その場に残ったのが三人になった時、レフィーナがザックに近づいて口を開く。
「あの、ザック様」
「ん?なんだ?」
「実は昨日、ダットさんのお店に行きまして。…今度、一緒にお酒でも飲みに行きましょう、と伝えて欲しいと」
「…そうか」
レフィーナの言葉に、ザックはどこか嬉しそうににかっと笑った。ヴォルフはそんなザックから、レフィーナに視線を移した。
どこか寂しそうな表情のレフィーナの頭に、ヴォルフはぽんっと優しく手を置く。寂しそうな表情を浮かべて欲しくなど無くて、思わず慰めるようにそんな行動を取っていた。

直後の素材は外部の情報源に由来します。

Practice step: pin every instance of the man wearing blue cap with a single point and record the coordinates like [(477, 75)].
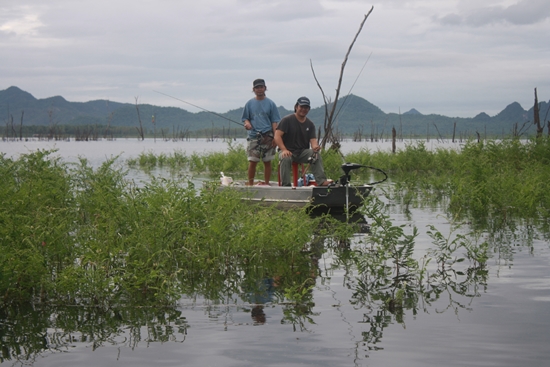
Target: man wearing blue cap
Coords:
[(296, 139), (260, 118)]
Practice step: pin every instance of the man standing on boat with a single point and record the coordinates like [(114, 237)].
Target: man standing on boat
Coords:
[(260, 118), (295, 137)]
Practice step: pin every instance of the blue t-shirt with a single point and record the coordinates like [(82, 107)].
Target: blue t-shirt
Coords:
[(261, 114)]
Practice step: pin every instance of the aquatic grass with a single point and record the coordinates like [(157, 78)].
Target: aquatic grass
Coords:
[(36, 219), (89, 236)]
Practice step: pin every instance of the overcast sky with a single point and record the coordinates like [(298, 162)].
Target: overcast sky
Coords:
[(454, 57)]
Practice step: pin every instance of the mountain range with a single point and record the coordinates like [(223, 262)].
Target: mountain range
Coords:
[(356, 116)]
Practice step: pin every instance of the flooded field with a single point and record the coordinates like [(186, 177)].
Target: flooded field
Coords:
[(497, 315)]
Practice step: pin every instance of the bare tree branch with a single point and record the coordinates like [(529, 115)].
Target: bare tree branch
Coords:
[(329, 117)]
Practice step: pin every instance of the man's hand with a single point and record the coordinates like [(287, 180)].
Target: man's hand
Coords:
[(286, 154)]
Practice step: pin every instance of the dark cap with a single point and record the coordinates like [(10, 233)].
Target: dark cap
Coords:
[(258, 83), (303, 101)]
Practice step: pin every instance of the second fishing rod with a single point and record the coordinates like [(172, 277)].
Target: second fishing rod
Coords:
[(204, 109)]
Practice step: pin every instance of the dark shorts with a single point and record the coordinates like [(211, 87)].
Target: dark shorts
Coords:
[(261, 149)]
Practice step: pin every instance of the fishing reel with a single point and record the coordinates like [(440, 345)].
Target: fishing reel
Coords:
[(313, 158)]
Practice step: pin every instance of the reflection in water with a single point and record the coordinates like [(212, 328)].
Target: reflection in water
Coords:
[(386, 285), (27, 332)]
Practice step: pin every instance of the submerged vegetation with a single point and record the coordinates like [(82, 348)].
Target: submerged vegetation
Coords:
[(126, 253)]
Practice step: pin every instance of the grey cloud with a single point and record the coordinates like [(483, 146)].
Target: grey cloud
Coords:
[(522, 13)]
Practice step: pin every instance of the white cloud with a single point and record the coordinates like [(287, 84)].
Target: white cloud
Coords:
[(456, 58)]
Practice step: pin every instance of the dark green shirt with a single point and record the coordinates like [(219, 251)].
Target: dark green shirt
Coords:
[(297, 134)]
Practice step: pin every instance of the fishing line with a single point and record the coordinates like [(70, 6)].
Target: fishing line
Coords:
[(204, 109)]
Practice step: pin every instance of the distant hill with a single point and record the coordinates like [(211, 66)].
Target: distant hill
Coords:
[(354, 115)]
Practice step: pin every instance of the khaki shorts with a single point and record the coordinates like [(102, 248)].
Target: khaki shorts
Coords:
[(261, 149)]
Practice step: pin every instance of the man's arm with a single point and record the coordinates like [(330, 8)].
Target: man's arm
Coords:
[(314, 144)]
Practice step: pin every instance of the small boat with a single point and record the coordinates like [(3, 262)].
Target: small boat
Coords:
[(339, 196)]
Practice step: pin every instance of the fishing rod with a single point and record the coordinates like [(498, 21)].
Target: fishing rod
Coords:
[(204, 109)]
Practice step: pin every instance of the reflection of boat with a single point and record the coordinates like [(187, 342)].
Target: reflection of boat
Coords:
[(334, 198)]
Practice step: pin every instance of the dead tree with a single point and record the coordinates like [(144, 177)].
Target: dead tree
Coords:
[(536, 117), (140, 128), (21, 126), (330, 116)]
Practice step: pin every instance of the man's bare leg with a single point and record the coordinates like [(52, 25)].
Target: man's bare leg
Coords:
[(267, 172), (251, 172)]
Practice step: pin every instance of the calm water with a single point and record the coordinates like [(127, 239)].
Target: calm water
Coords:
[(505, 323)]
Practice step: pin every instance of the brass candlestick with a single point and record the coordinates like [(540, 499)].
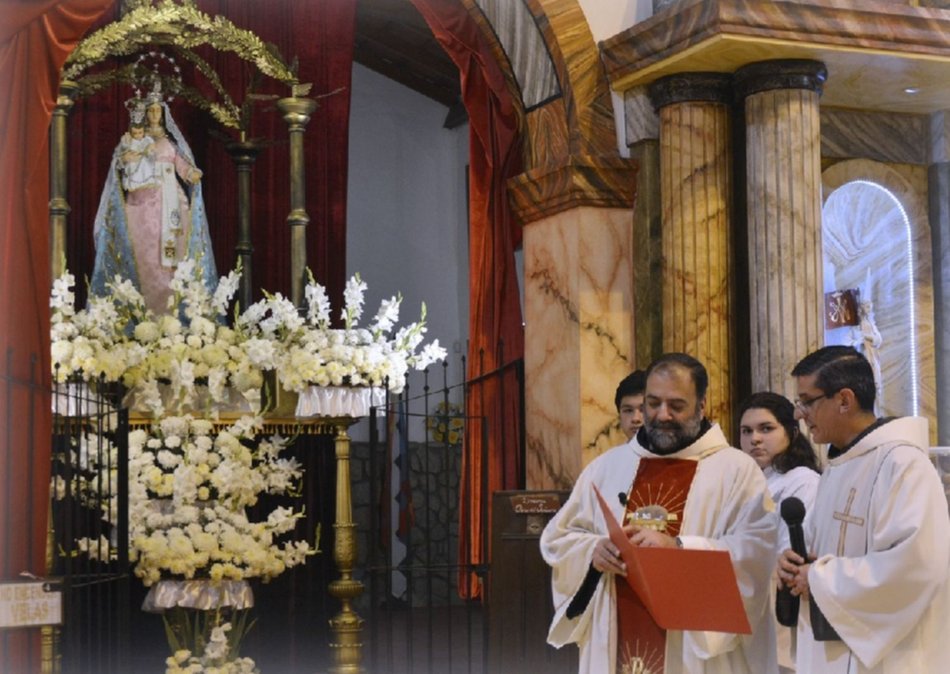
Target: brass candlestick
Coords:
[(346, 647)]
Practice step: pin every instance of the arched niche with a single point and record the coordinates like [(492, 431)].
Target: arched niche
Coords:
[(874, 217)]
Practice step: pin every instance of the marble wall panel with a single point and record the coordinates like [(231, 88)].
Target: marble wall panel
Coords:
[(578, 339), (882, 136), (864, 230)]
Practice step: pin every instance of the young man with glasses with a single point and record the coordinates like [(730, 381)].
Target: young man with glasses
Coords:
[(875, 589)]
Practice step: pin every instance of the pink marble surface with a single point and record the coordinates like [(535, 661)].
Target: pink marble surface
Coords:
[(578, 338)]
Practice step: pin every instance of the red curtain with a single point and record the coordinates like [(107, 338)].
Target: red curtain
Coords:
[(35, 39), (491, 462), (320, 36)]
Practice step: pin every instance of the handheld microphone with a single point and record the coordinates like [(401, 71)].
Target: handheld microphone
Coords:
[(786, 604)]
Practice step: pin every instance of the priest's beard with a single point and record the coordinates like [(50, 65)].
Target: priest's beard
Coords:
[(669, 437)]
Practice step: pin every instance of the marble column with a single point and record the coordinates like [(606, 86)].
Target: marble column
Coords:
[(696, 204), (783, 167), (578, 310), (939, 208)]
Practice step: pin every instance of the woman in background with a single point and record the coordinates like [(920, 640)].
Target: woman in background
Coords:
[(769, 433)]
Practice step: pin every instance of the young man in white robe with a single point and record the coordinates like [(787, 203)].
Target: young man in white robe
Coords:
[(726, 507), (878, 536)]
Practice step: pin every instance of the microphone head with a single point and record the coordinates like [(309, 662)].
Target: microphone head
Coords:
[(793, 510)]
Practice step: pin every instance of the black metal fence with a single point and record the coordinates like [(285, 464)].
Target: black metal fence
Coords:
[(89, 519)]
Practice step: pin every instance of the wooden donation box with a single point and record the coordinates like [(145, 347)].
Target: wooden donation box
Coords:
[(520, 606)]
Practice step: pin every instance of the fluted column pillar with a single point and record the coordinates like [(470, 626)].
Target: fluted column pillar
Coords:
[(783, 163), (297, 113), (58, 205), (244, 152), (696, 204)]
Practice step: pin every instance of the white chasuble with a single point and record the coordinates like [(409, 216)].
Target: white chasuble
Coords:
[(880, 531), (727, 508)]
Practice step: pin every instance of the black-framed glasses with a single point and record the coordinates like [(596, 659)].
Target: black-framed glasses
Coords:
[(804, 406)]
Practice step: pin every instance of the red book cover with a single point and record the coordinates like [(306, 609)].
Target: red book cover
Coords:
[(682, 589)]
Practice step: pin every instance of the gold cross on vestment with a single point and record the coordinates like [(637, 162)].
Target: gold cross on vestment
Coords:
[(847, 518)]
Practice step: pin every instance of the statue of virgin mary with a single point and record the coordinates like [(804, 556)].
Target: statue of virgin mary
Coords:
[(151, 213)]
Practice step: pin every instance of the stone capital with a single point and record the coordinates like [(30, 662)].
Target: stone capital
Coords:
[(602, 182), (691, 87), (780, 74)]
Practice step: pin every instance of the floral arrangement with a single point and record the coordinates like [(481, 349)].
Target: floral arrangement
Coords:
[(161, 358), (218, 655)]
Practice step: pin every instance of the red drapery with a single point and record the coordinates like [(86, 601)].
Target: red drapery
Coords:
[(495, 328), (35, 39), (320, 35)]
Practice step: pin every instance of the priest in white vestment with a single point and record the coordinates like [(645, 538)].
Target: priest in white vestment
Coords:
[(878, 535), (727, 507)]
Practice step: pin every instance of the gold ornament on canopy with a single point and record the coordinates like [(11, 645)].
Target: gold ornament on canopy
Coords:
[(179, 26)]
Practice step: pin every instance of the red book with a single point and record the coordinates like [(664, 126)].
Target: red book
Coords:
[(682, 589)]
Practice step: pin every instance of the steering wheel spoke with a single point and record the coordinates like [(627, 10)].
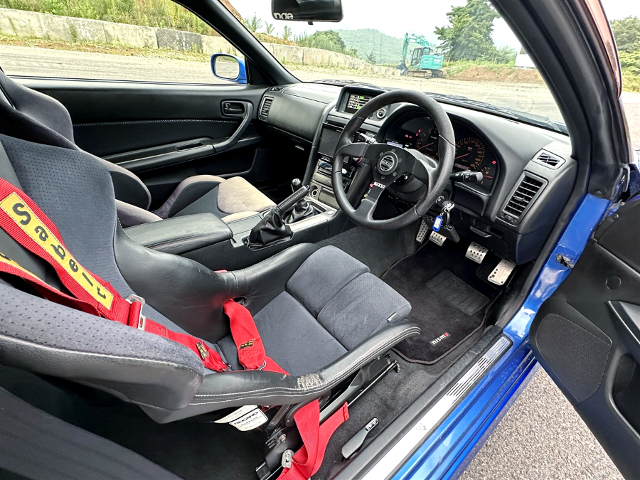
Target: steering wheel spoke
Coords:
[(370, 202), (388, 162), (425, 168)]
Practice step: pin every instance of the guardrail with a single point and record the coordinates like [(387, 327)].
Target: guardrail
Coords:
[(22, 23)]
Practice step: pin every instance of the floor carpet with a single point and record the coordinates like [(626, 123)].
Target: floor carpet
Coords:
[(447, 296)]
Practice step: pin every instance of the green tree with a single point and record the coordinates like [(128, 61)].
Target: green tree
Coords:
[(286, 32), (627, 34), (254, 23), (469, 35), (324, 39), (505, 54), (268, 28)]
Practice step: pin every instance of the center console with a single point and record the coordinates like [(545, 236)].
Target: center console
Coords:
[(320, 187)]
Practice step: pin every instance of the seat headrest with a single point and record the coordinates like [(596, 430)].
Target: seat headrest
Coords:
[(33, 116)]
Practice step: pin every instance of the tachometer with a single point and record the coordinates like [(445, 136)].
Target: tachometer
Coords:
[(428, 142), (470, 154)]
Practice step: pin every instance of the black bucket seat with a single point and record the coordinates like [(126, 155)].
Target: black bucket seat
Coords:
[(321, 314)]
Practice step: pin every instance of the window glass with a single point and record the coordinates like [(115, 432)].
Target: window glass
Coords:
[(459, 48), (146, 40)]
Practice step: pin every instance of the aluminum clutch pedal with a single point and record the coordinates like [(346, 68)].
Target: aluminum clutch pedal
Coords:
[(476, 252), (501, 273)]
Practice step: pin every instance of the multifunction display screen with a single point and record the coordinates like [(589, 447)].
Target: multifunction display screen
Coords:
[(356, 102)]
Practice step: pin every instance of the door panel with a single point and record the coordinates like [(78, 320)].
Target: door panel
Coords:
[(164, 132), (587, 336)]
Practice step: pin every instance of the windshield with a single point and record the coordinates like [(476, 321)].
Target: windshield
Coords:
[(462, 51)]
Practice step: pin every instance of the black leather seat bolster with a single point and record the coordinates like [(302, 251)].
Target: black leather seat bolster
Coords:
[(258, 284), (224, 390), (181, 289), (181, 234)]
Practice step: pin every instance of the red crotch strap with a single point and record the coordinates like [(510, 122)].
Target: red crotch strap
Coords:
[(252, 355), (307, 460), (28, 225), (251, 352)]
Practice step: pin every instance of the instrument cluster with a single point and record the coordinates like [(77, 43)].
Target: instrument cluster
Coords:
[(472, 153)]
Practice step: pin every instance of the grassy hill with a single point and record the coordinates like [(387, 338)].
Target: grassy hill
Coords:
[(367, 41)]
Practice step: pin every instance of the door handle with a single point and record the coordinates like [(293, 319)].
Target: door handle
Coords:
[(233, 109), (233, 139)]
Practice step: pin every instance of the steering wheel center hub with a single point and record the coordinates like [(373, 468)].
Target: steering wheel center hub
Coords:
[(388, 163)]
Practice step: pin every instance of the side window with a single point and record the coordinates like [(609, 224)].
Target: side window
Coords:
[(156, 41), (417, 56)]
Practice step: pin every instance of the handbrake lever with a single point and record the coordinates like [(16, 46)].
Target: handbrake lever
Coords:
[(289, 202)]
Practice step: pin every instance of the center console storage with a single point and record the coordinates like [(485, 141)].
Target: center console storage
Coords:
[(179, 235)]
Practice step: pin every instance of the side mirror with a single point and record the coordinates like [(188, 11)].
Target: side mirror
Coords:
[(228, 67), (307, 10)]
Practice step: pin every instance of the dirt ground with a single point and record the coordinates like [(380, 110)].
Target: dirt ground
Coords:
[(507, 74)]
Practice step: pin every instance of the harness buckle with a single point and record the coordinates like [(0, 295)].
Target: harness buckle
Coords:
[(141, 321)]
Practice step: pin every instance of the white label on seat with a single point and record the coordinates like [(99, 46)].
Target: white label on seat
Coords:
[(245, 418)]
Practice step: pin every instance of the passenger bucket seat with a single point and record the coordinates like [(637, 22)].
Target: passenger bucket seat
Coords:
[(320, 313), (30, 114)]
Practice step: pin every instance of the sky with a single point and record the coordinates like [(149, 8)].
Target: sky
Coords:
[(417, 16)]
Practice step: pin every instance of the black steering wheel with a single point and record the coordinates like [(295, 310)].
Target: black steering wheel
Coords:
[(387, 163)]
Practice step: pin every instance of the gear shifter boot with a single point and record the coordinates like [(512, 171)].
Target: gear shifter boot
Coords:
[(302, 209), (269, 230)]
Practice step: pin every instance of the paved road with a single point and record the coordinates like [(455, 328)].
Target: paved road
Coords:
[(60, 63), (541, 436)]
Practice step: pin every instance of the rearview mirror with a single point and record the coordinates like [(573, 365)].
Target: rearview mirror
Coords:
[(228, 67), (307, 10)]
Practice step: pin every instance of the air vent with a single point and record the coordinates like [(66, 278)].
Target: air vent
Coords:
[(264, 109), (521, 199), (548, 159)]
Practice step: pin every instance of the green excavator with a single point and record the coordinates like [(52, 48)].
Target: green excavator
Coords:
[(419, 59)]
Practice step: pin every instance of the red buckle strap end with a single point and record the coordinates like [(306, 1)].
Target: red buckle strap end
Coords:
[(251, 352), (307, 460)]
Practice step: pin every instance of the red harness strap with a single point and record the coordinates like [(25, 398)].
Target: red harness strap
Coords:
[(251, 352), (23, 220), (308, 459), (27, 224)]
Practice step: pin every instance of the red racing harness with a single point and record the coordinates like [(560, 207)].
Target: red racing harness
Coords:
[(28, 225)]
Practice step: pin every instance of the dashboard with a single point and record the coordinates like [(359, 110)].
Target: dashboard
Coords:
[(527, 171), (472, 152)]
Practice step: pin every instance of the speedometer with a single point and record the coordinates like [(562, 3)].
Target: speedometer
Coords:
[(470, 154)]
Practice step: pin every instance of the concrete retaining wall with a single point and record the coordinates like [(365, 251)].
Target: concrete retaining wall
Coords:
[(23, 23)]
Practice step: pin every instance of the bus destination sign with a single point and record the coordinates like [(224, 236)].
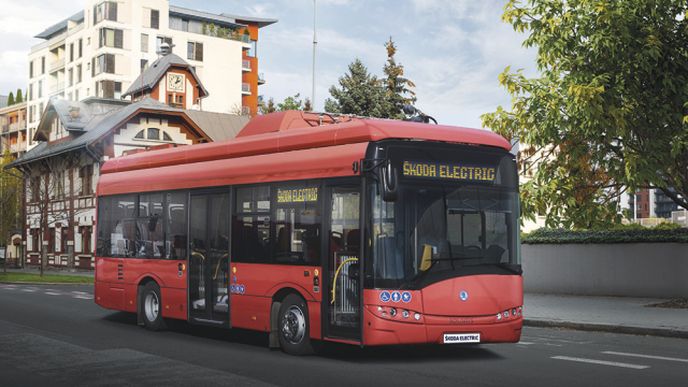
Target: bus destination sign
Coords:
[(447, 171), (297, 195)]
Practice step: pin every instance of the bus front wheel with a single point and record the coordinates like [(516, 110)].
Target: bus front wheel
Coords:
[(150, 307), (293, 326)]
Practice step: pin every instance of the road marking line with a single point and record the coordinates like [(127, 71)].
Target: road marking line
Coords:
[(601, 362), (646, 356)]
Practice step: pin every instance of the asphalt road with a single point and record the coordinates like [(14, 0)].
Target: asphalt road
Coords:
[(56, 335)]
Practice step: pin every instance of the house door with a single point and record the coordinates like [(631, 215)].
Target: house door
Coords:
[(343, 266)]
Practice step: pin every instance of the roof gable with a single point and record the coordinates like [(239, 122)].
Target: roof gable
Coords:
[(147, 80)]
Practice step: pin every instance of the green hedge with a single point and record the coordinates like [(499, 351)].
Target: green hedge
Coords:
[(614, 235)]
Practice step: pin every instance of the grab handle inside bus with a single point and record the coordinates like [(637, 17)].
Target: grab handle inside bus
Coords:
[(389, 180)]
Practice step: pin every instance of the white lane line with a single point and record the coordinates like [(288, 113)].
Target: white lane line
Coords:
[(601, 362), (646, 356)]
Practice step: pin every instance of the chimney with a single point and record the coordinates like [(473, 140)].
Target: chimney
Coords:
[(165, 49)]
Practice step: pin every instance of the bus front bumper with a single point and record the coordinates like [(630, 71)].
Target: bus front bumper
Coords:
[(382, 331)]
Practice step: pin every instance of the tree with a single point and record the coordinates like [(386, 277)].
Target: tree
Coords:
[(608, 111), (359, 93), (266, 108), (398, 89), (291, 103)]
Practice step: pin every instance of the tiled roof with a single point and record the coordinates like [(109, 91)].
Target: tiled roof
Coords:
[(97, 117), (149, 78), (61, 26)]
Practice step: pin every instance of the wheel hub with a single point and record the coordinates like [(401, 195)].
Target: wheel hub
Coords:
[(294, 325), (151, 306)]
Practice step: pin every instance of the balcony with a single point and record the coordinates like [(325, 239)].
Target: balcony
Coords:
[(57, 88), (18, 147), (246, 88), (57, 65)]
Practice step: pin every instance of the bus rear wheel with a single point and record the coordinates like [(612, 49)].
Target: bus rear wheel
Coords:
[(293, 326), (150, 307)]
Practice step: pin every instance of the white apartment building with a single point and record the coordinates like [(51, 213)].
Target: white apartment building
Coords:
[(101, 50)]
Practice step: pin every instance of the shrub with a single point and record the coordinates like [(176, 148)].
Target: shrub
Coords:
[(661, 233)]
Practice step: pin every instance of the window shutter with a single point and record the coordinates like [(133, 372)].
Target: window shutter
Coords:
[(119, 38), (113, 11)]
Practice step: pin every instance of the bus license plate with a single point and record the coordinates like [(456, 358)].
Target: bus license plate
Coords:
[(460, 338)]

「騎士団長、先に戻っていてくれ。念のためレフィーナを送っていく」
「……ふっ、分かった。じゃあ後でな、お嬢ちゃんも伝言ありがとな!」
「あ、はい…」
「じゃあ、俺達も行くか」
「はい。ありがとうございます」
部屋を出て行ったザックを見送って、ヴォルフ達も部屋を出る事にした。ヴォルフは、少し名残惜しく感じながらも、そっとレフィーナの頭に乗せていた手を離したのだった。